Proposed Changes. PTO has proposed a rule change that would allow applicants to file divisional applications only while the original application is still pending. Therefore, an applicant with a pending divisional application would have no right to file any further divisional applications if the original application had already issued as a patent. To use the previous example, if the company's application for catheter claims had issued as a patent and the method claims were being prosecuted in a pending divisional application, an application for the balloon material claims would have to be filed before rule implementation. If the company failed to do so, the company might lose the right to seek patent protection on the balloon material.

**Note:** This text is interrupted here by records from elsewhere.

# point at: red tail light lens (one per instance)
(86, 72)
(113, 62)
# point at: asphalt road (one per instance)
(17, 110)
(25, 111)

Possible Strategies for Medtech Firms. In light of the proposed rule on divisional applications, medical technology companies should identify cases in which PTO has required them to restrict the claims of a patent application covering multiple inventions. Those inventions that are excluded from an original application are potential candidates for divisional applications. Such applications should be filed before the new rules go into effect, or the company risks losing the right to seek a patent on those inventions.
Due to the nature of the medtech industry, the proposed changes to U.S. patent rules, if implemented, could have a significant effect on the patent prosecution practices of device manufacturers. However, by taking appropriate action prior to the implementation of the final rules, manufacturers may avoid losing the right to seek patent protection for important innovations.
This article does not recommend a specific strategy for any particular case or patent portfolio—every company's situation is different. The strategy each manufacturer should take to prepare for the implementation of the new PTO rules depends on a variety of business and budget considerations, as well as the company's product focus and the competitive landscape of its sector. Therefore, in light of the proposed rules, executives at medical technology companies should discuss their portfolios with their patent counsel.
1. “Changes to Practice for Continuing Applications, Request for Continued Examination Practice, and Applications Claiming Patentably Indistinct Claims,” Federal Register, 71 FR: 48–61, January 3, 2006.
2. “Changes to Practice for the Examination of Claims in Patent Applications,” Federal Register, 71 FR: 61, January 3, 2006.
Les Bookoff is a partner at Finnegan, Henderson, Farabow, Garrett & Dunner LLP (Washington, DC).